Southeastern Section - 68th Annual Meeting - 2019

Paper No. 16-2
Presentation Time: 1:00 PM-5:00 PM

FORECASTING OF WATER DISCHARGE USING TIME SERIES DECOMPOSITION OF HYDROGEOLOGICAL AND ATMOSPHERIC VARIABLES TO IDENTIFY HIGH RISK PERIODS OF FLOODING IN SCHENECTADY, NEW YORK


PLITNICK, Thomas A.1, MARSELLOS, Antonios E1 and TSAKIRI, Katerina2, (1)Department of Geology, Environment, and Sustainability, 114 Hofstra University, Hempstead, NY 11549, (2)Department of Information Systems and Supplied Chain Management, Rider University, 2083 Lawrenceville Rd, Lawrenceville, NJ 08643

Flood events commonly occur in winter periods due to ice jams or during periods of high intensity precipitation during the spring and summer seasons.

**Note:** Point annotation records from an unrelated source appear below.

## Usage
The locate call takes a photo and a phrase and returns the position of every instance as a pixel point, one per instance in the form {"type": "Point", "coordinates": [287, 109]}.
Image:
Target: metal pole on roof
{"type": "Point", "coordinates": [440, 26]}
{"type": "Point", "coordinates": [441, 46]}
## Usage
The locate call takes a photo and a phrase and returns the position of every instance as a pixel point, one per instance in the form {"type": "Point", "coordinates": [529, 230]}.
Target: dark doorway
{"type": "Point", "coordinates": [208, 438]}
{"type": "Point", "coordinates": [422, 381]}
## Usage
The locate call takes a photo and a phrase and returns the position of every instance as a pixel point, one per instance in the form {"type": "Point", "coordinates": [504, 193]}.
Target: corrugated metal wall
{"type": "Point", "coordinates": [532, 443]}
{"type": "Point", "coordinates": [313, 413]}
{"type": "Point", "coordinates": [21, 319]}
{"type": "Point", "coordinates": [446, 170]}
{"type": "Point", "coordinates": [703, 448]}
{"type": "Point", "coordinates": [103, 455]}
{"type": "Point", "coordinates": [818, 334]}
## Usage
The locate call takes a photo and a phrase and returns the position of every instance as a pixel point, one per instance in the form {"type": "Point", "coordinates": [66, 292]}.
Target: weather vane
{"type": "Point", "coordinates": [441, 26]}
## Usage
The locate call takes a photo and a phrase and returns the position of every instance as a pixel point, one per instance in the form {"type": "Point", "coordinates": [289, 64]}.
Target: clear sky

To further increase accuracy flood forecasting in Schenectady County, New York on the Mohawk River time series decomposition and a time series regression (TSR) model were used. By examining climatic and hydrogeological variables decomposition of the data was applied to separate the variables different frequencies. The decomposed data created 14,235 dummy variables that were decomposed into the long-term, seasonal-term, and short-term components using the Kolmogorov-Zurbenko filter. The prediction model had lag operators applied to increase the power of prediction compared to raw decomposed data and to minimize the collinearity between the variables. The time series regression in the long-term achieved a coefficient of determination of 93%, the seasonal term had 58% and the short-term had a coefficient of determination of 41%. All values found for time series regression had higher values than the multi-linear regression (MLR) technique. The time series regression model had an overall accuracy increased to 73%. The lag operators selected provide the strongest correlation with the water discharge time series and provide an increase in the accuracy of the model by two times. The predictor lag variables applied may hold values and dates at which the independent variables contribute to the increase in water discharge. Due to the cyclical nature of the water table depletion in the winter and water table replenishment in spring and summer months, the TSR model does perform better than the MLR model for predicting an increase in water discharge.